Thanks you very much for the feedback.

I have checked out the reviews many times on centurylife and based on price point and needs I was looking towards the Zwilling Sensation/Demeyere 5 Plus/Demeyer Atlantis but found out the Sensations have been "retired" and now branded (???) as the Aurora, hence my request for additional info from someone who has purchased the Aurora line.
I have bookmarks for various brands (Fissler, Zwilling, Demeyere, Lacore) depending on the actual pot/pan and reviews and advice I have seen but still keep coming back to the Aurora as the bulk of the set.
Will have to check out the Hammer Stahl 

Appreciate the help and input.


----------



## EJR (Nov 10, 2018)

I believe you are correct, that (1) Zwilling Sensation was identical to Demeyere 5 but (2) Sensation is no longer available.

The replacement Zwilling product line is the Aurora. I believe Aurora shares the same 5 play construction and thicknesses of the Demeyere 5, but not the Silvernox finish and rivets instead of welding for the handles. For me, these features were not worth the extra $$.
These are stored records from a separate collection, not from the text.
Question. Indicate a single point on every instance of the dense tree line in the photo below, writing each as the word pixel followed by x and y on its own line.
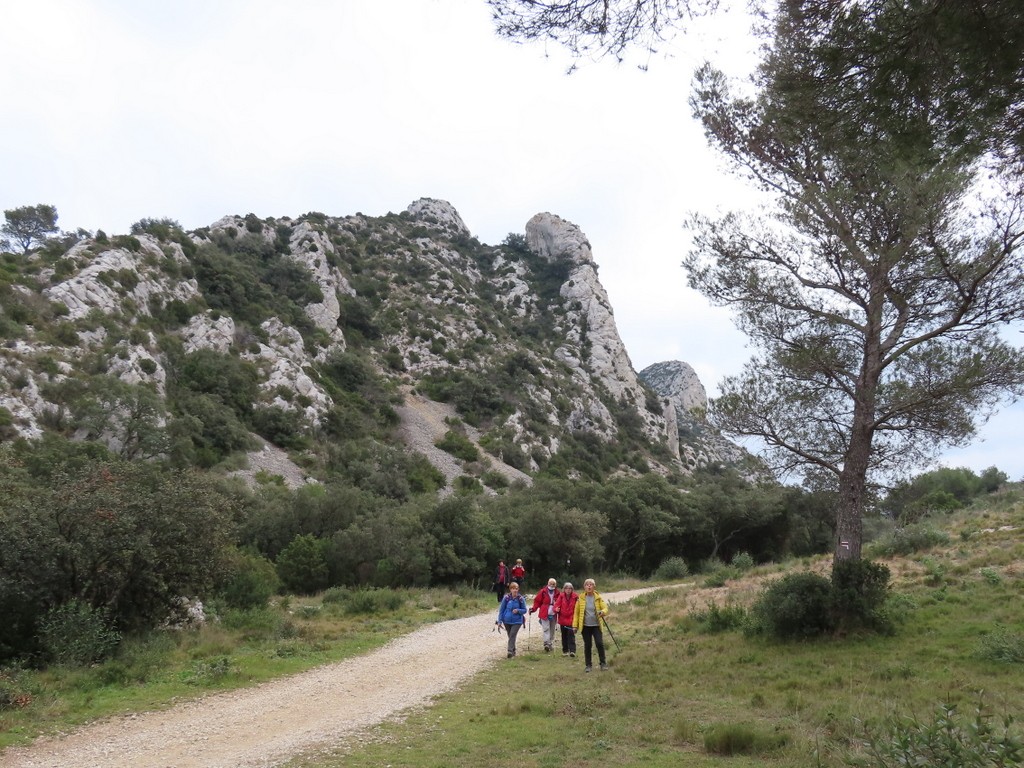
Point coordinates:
pixel 128 539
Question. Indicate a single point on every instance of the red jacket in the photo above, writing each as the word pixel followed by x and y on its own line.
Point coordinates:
pixel 542 600
pixel 565 607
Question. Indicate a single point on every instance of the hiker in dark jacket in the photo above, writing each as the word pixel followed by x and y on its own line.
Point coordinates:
pixel 502 578
pixel 512 614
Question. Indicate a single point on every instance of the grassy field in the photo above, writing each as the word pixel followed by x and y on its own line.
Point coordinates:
pixel 681 693
pixel 686 685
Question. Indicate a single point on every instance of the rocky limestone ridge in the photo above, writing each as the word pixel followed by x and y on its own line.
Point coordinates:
pixel 592 320
pixel 699 444
pixel 443 305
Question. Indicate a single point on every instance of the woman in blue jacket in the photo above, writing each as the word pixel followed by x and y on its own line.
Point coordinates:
pixel 512 613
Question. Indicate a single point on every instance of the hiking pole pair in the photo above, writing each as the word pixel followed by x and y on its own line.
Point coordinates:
pixel 609 633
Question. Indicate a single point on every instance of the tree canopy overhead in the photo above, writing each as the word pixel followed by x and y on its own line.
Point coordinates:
pixel 876 289
pixel 596 28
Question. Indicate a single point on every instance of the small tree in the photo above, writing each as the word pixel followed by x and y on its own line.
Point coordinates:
pixel 30 224
pixel 877 290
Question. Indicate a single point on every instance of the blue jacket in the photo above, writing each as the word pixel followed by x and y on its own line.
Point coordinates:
pixel 509 603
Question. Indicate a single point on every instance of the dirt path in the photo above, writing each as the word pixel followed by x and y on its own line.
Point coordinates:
pixel 266 725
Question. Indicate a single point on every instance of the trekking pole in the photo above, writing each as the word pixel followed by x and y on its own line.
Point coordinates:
pixel 609 633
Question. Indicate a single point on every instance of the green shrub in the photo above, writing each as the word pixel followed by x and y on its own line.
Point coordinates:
pixel 723 619
pixel 947 740
pixel 75 634
pixel 335 595
pixel 251 582
pixel 672 567
pixel 13 693
pixel 742 561
pixel 302 564
pixel 909 540
pixel 794 606
pixel 1001 645
pixel 859 591
pixel 374 601
pixel 740 738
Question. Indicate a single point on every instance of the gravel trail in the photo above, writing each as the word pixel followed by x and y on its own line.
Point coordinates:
pixel 267 724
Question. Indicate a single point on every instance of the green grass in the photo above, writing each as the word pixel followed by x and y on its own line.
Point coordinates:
pixel 680 691
pixel 241 649
pixel 679 694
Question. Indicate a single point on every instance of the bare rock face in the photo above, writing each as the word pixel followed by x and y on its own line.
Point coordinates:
pixel 592 328
pixel 438 213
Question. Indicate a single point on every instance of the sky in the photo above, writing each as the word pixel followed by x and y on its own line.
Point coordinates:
pixel 120 110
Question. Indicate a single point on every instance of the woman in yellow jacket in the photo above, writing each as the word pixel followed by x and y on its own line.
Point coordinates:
pixel 587 620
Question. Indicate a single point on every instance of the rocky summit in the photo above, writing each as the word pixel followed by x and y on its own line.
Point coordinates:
pixel 256 345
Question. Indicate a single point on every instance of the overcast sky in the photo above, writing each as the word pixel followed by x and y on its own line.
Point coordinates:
pixel 193 110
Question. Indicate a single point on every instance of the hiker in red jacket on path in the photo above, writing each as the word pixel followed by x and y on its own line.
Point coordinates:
pixel 565 608
pixel 519 574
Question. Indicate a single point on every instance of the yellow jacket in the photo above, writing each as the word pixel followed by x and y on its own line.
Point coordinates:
pixel 599 605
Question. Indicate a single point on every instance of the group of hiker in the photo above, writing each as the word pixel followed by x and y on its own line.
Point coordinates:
pixel 564 608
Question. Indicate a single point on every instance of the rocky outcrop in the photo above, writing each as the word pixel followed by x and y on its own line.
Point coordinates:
pixel 678 383
pixel 699 444
pixel 523 333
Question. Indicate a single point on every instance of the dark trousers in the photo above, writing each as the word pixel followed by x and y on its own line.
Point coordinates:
pixel 592 635
pixel 568 640
pixel 511 630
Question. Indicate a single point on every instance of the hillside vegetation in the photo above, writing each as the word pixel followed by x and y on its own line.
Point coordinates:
pixel 688 686
pixel 689 683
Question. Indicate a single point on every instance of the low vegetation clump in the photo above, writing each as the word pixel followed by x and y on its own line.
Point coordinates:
pixel 946 739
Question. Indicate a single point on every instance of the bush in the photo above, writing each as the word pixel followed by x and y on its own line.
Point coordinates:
pixel 724 619
pixel 1001 645
pixel 796 605
pixel 251 582
pixel 909 540
pixel 302 564
pixel 75 634
pixel 740 738
pixel 742 561
pixel 374 601
pixel 859 591
pixel 672 567
pixel 948 740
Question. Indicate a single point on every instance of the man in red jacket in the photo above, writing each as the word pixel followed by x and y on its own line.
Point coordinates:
pixel 544 603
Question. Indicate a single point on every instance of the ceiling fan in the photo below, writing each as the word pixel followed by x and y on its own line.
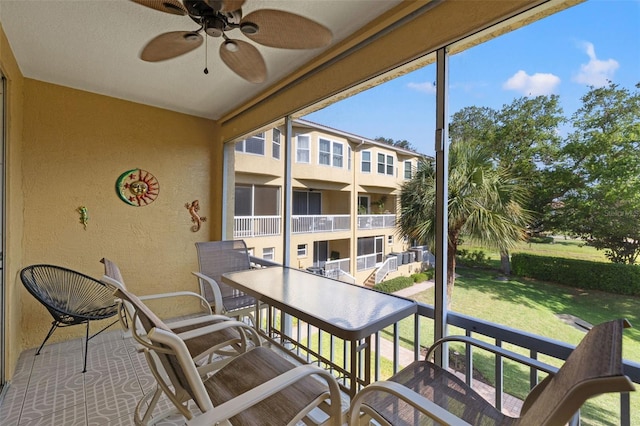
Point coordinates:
pixel 269 27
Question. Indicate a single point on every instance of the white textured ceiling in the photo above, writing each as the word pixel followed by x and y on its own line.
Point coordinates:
pixel 93 45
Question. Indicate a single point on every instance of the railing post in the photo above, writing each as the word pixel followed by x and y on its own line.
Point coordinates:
pixel 442 214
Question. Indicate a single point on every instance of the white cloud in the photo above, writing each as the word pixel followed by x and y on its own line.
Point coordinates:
pixel 532 85
pixel 595 72
pixel 427 87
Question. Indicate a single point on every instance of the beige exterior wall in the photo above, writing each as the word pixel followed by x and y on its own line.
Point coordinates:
pixel 339 189
pixel 74 146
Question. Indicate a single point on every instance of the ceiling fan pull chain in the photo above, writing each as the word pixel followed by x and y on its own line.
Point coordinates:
pixel 206 55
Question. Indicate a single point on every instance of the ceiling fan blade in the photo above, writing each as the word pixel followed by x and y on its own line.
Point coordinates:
pixel 174 7
pixel 244 59
pixel 231 5
pixel 277 28
pixel 169 45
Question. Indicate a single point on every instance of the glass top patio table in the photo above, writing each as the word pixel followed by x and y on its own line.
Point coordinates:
pixel 348 311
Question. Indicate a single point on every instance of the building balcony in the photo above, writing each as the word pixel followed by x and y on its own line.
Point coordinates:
pixel 264 226
pixel 256 226
pixel 376 221
pixel 320 223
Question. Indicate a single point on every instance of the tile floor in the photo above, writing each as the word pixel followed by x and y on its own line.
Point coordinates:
pixel 50 389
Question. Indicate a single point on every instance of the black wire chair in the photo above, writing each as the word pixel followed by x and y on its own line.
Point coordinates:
pixel 70 297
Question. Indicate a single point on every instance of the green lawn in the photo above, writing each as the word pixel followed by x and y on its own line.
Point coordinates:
pixel 561 247
pixel 532 306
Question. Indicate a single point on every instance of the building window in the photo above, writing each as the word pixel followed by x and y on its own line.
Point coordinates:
pixel 324 149
pixel 407 169
pixel 306 203
pixel 330 153
pixel 303 154
pixel 385 164
pixel 268 253
pixel 337 154
pixel 366 162
pixel 364 203
pixel 371 246
pixel 275 145
pixel 255 200
pixel 252 145
pixel 381 164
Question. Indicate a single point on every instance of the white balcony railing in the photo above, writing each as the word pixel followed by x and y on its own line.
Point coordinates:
pixel 320 223
pixel 376 221
pixel 256 226
pixel 389 265
pixel 367 261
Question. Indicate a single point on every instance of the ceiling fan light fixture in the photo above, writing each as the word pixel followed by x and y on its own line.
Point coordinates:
pixel 214 27
pixel 192 37
pixel 173 8
pixel 249 28
pixel 231 46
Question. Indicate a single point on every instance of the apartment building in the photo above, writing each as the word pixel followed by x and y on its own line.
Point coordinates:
pixel 345 192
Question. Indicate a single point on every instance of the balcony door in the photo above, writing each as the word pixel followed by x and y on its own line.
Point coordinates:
pixel 320 253
pixel 306 203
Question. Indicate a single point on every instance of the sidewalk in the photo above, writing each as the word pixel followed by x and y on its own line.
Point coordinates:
pixel 510 405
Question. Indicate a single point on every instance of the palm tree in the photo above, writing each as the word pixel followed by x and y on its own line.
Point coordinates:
pixel 485 204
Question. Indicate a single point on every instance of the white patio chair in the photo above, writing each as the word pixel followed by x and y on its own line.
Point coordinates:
pixel 256 387
pixel 423 392
pixel 216 258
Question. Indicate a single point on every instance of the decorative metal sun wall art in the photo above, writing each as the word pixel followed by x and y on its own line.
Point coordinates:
pixel 137 187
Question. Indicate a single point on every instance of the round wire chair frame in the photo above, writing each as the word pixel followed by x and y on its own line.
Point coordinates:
pixel 71 298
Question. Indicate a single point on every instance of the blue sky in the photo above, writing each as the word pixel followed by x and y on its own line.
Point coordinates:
pixel 587 44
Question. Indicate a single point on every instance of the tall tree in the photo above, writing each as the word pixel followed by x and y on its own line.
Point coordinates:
pixel 522 136
pixel 603 151
pixel 485 204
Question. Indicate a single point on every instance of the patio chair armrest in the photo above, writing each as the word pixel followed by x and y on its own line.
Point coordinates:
pixel 417 401
pixel 271 387
pixel 185 322
pixel 242 327
pixel 530 362
pixel 204 280
pixel 203 302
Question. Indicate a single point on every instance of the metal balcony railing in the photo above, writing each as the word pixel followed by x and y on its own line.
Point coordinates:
pixel 320 223
pixel 256 226
pixel 376 221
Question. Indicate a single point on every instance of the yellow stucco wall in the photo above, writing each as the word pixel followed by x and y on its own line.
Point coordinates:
pixel 14 204
pixel 76 145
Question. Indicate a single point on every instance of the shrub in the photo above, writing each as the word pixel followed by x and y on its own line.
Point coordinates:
pixel 394 284
pixel 609 277
pixel 472 258
pixel 419 277
pixel 541 240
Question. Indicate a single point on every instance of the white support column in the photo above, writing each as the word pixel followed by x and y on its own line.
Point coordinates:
pixel 287 192
pixel 442 226
pixel 228 190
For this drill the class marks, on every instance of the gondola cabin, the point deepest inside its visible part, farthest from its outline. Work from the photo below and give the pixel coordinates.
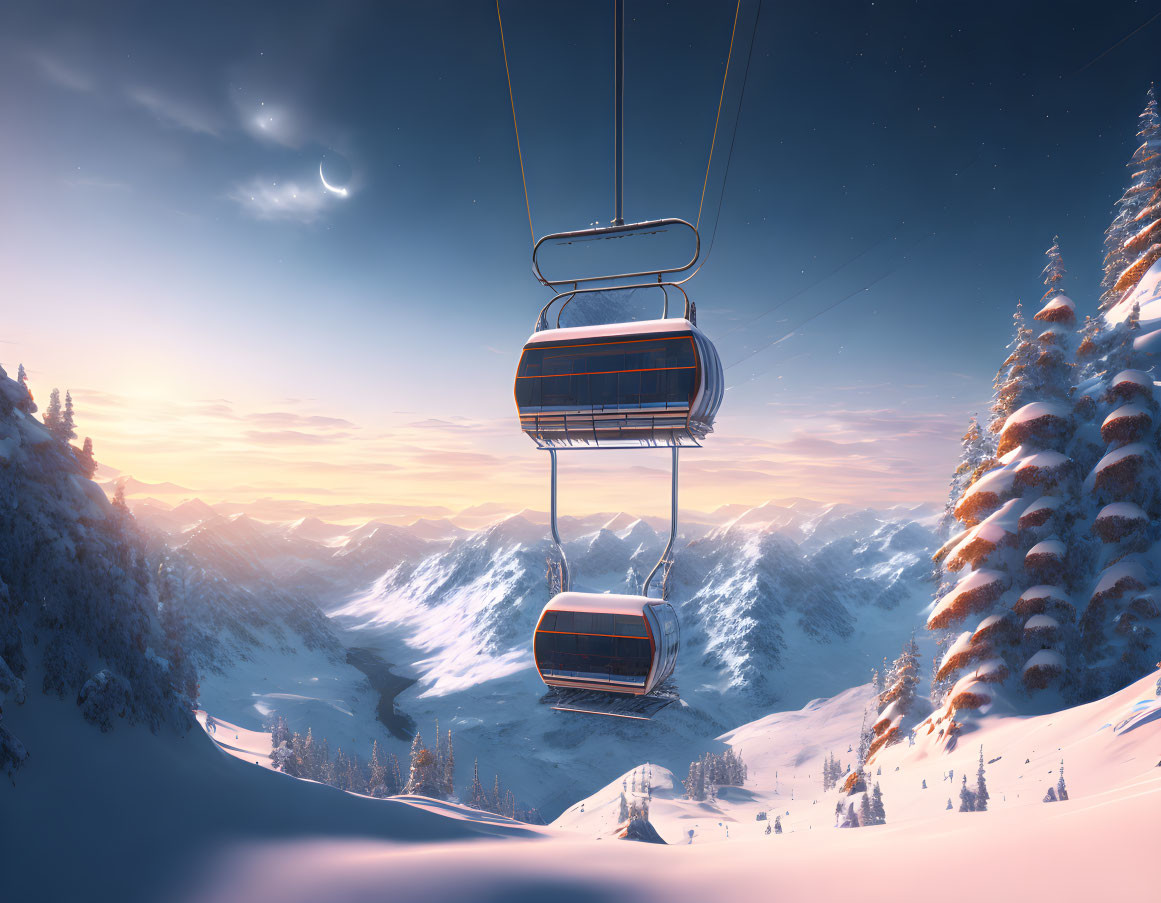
(644, 383)
(612, 643)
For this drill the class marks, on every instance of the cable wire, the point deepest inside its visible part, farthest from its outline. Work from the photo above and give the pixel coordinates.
(516, 127)
(718, 117)
(729, 157)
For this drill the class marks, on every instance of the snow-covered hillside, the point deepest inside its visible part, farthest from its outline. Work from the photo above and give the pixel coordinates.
(206, 826)
(1110, 751)
(773, 608)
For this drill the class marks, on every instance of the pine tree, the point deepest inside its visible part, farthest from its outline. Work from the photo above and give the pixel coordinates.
(878, 813)
(67, 423)
(966, 799)
(377, 780)
(476, 796)
(449, 767)
(981, 787)
(86, 460)
(1132, 240)
(26, 404)
(1053, 271)
(52, 416)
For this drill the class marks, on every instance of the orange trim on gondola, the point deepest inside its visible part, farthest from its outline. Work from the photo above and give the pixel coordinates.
(614, 636)
(603, 373)
(620, 341)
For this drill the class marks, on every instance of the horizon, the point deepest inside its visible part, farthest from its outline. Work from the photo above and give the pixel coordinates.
(253, 332)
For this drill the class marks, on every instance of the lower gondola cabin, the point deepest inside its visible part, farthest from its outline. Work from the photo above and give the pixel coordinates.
(612, 643)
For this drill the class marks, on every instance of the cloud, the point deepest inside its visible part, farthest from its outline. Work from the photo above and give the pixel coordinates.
(268, 121)
(62, 73)
(269, 199)
(291, 436)
(181, 114)
(289, 419)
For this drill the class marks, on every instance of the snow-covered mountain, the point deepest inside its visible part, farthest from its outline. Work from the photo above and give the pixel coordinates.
(770, 614)
(79, 613)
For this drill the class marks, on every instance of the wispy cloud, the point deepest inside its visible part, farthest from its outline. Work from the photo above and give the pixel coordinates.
(175, 112)
(271, 199)
(63, 73)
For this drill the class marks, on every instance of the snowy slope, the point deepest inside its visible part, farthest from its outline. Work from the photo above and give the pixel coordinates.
(139, 816)
(764, 619)
(206, 828)
(1110, 750)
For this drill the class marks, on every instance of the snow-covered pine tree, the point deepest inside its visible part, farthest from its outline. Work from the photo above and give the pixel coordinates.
(449, 767)
(477, 799)
(1133, 239)
(376, 782)
(1016, 553)
(86, 460)
(51, 419)
(978, 452)
(981, 787)
(23, 401)
(898, 699)
(67, 419)
(1123, 489)
(966, 797)
(878, 811)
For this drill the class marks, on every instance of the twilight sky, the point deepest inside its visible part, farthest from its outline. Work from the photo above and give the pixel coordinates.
(228, 325)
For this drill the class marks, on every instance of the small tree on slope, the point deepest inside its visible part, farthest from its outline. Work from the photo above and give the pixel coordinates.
(981, 787)
(1133, 239)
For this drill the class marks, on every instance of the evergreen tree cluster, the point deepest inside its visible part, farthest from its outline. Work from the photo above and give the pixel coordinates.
(78, 580)
(1132, 241)
(833, 772)
(432, 771)
(1050, 592)
(499, 800)
(974, 800)
(1058, 793)
(896, 699)
(712, 771)
(302, 756)
(60, 421)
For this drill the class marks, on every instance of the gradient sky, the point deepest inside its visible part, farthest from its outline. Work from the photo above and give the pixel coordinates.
(226, 325)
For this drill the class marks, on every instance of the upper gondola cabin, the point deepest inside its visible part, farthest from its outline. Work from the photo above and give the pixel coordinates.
(625, 384)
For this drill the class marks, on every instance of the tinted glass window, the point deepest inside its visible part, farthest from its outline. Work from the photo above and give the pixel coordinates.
(628, 625)
(624, 659)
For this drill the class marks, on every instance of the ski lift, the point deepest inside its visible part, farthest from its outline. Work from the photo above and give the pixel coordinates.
(644, 383)
(603, 642)
(647, 383)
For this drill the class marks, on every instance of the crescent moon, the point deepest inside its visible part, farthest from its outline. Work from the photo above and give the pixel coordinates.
(329, 187)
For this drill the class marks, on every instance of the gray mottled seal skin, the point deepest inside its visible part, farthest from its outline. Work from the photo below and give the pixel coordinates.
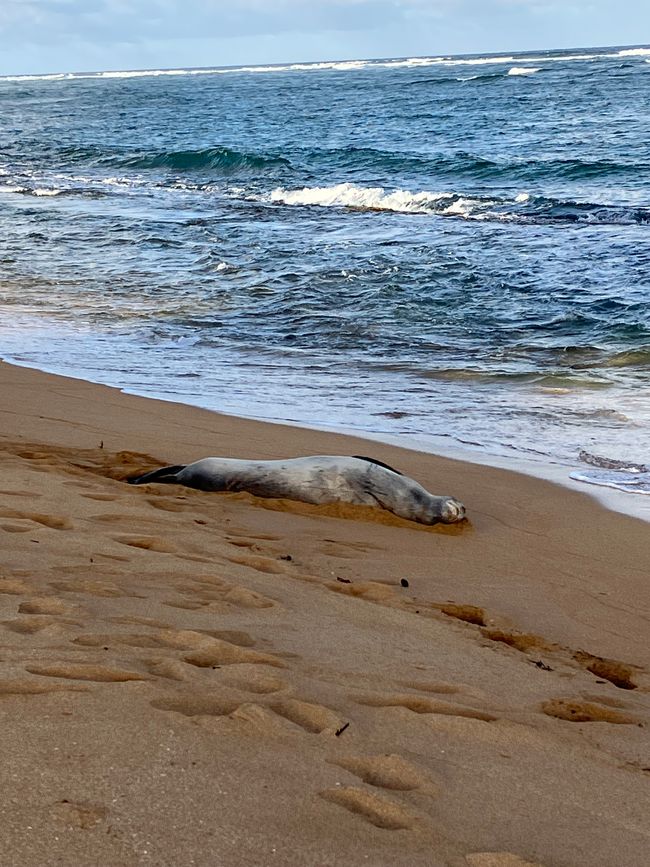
(318, 479)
A 10 piece set of Hammer Stahl can be had for a little less online than Aurora with various promotions. See
https://www.everythingkitchens.com/hammer-stahl-10-piece-cookware-set-hsc-17002.html

The Aurora pieces are a little thicker than Hammer Stahl. Hence, I selected the Aurora. But like I said, the 7-ply and finish of the Hammer Stahl is intriguing. Maybe buy a pan or pot of each, given them a head to head comparison, and then purchase the set you prefer and return the other.


----------